O WSWS abandona o marxismo e ignora esses fatos para sustentar sua posição reacionária de que “a ‘revolução bolivariana’ nada fez para alterar o status da Venezuela como uma nação dependente e oprimida pelo imperialismo”. Os venezuelanos sabem que isso é mentira. Durante a maior parte do século XX, a Venezuela foi governada por uma elite corrupta aliada aos interesses imperialistas do petróleo. A Venezuela é uma nação oprimida que luta pela libertação nacional e pelo socialismo. A afirmação do WSWS de que Chávez era um “nacionalista burguês” não só é falsa, mas ignora o cerne da questão.
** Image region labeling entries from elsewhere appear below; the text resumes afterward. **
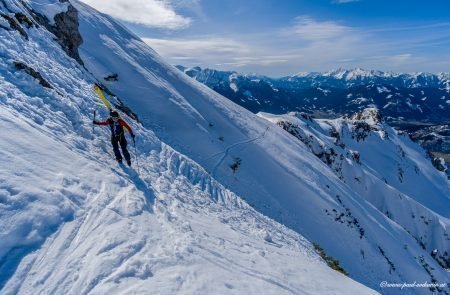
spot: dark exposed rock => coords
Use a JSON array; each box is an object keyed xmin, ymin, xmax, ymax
[
  {"xmin": 53, "ymin": 5, "xmax": 84, "ymax": 65},
  {"xmin": 14, "ymin": 61, "xmax": 53, "ymax": 89},
  {"xmin": 0, "ymin": 13, "xmax": 28, "ymax": 40}
]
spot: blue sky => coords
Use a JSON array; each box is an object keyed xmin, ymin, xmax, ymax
[{"xmin": 82, "ymin": 0, "xmax": 450, "ymax": 76}]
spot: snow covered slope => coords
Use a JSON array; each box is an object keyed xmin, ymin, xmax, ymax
[
  {"xmin": 0, "ymin": 0, "xmax": 449, "ymax": 294},
  {"xmin": 259, "ymin": 109, "xmax": 450, "ymax": 268}
]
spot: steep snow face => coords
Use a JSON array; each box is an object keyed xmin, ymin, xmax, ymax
[{"xmin": 0, "ymin": 0, "xmax": 447, "ymax": 294}]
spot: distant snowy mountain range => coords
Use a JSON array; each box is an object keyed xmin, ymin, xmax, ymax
[
  {"xmin": 177, "ymin": 66, "xmax": 450, "ymax": 166},
  {"xmin": 0, "ymin": 0, "xmax": 450, "ymax": 295}
]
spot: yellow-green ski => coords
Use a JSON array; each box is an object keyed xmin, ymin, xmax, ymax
[{"xmin": 94, "ymin": 84, "xmax": 112, "ymax": 111}]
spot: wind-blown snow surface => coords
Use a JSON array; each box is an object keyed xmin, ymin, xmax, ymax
[{"xmin": 0, "ymin": 0, "xmax": 448, "ymax": 294}]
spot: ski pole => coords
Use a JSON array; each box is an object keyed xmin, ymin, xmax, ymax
[{"xmin": 133, "ymin": 137, "xmax": 141, "ymax": 175}]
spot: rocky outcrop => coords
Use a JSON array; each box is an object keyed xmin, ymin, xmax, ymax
[{"xmin": 0, "ymin": 13, "xmax": 29, "ymax": 40}]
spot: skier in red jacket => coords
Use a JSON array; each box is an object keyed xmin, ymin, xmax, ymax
[{"xmin": 93, "ymin": 111, "xmax": 135, "ymax": 166}]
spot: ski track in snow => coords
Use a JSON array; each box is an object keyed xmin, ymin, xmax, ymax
[{"xmin": 0, "ymin": 0, "xmax": 446, "ymax": 294}]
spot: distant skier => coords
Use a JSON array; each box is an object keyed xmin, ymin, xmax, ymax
[{"xmin": 93, "ymin": 111, "xmax": 135, "ymax": 166}]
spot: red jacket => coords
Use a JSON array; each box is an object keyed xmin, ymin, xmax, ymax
[{"xmin": 95, "ymin": 118, "xmax": 134, "ymax": 137}]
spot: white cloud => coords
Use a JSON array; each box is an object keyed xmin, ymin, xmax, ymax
[
  {"xmin": 81, "ymin": 0, "xmax": 195, "ymax": 30},
  {"xmin": 143, "ymin": 36, "xmax": 300, "ymax": 69},
  {"xmin": 332, "ymin": 0, "xmax": 359, "ymax": 4}
]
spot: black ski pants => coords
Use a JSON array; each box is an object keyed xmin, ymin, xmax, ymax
[{"xmin": 111, "ymin": 133, "xmax": 130, "ymax": 161}]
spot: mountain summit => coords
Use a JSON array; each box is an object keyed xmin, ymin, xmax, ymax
[{"xmin": 0, "ymin": 0, "xmax": 450, "ymax": 294}]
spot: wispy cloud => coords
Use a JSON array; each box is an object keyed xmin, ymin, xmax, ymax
[
  {"xmin": 81, "ymin": 0, "xmax": 192, "ymax": 30},
  {"xmin": 144, "ymin": 16, "xmax": 450, "ymax": 76}
]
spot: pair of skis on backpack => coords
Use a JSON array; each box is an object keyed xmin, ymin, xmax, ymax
[{"xmin": 92, "ymin": 84, "xmax": 137, "ymax": 170}]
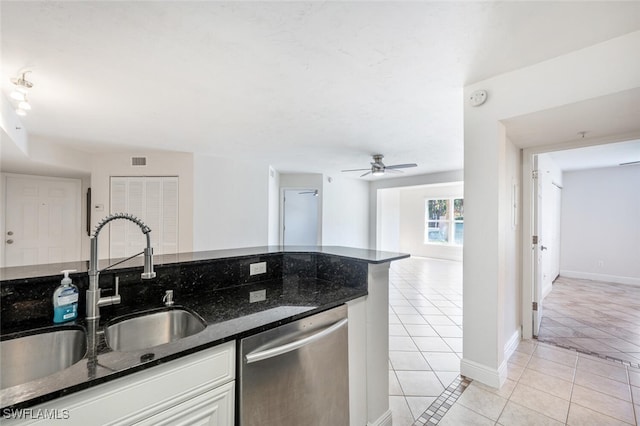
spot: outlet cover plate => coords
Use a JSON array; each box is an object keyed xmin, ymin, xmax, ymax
[
  {"xmin": 249, "ymin": 289, "xmax": 267, "ymax": 303},
  {"xmin": 249, "ymin": 262, "xmax": 267, "ymax": 275}
]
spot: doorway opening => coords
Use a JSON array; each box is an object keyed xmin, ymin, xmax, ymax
[
  {"xmin": 523, "ymin": 140, "xmax": 640, "ymax": 364},
  {"xmin": 281, "ymin": 188, "xmax": 320, "ymax": 246}
]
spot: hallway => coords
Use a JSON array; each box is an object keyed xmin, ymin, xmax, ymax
[
  {"xmin": 389, "ymin": 257, "xmax": 640, "ymax": 426},
  {"xmin": 538, "ymin": 277, "xmax": 640, "ymax": 367},
  {"xmin": 389, "ymin": 257, "xmax": 462, "ymax": 426}
]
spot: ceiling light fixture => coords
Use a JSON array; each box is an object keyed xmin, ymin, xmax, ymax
[{"xmin": 11, "ymin": 71, "xmax": 33, "ymax": 117}]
Como Lenin escreveu em 1914, “O nacionalismo burguês de qualquer nação oprimida tem um conteúdo democrático geral que é dirigido contra a opressão, e é este conteúdo que nós apoiamos incondicionalmente”. O movimento em direção ao socialismo é impulsionado pelo povo oprimido da Venezuela e se expressou na liderança revolucionária de Hugo Chávez.

O WSWS não consegue identificar de onde veio o apoio a Chávez. Foi a classe trabalhadora que radicalizou diretamente o processo revolucionário, desde a derrota do golpe imperialista em 2002 até o crescimento das comunas e das novas formas de democracia socialista. O WSWS tem razão ao dizer que “a luta de classes na Venezuela e em toda a América Latina se intensificará sob o impacto do aprofundamento da crise capitalista global”, mas considera que a única perspectiva para o socialismo se dá através da criação de seções nacionais de sua própria tendência trotskista. Mas o povo venezuelano está lutando no mundo real. Ao continuar sua luta após a morte de seu heroico líder, eles têm o apoio da Cuba socialista e de movimentos revolucionários em toda a América Latina. Eles têm a solidariedade do povo oprimido da Palestina à Grécia. Ao atacar as conquistas do povo venezuelano, o WSWS acaba do lado dos inimigos do socialismo.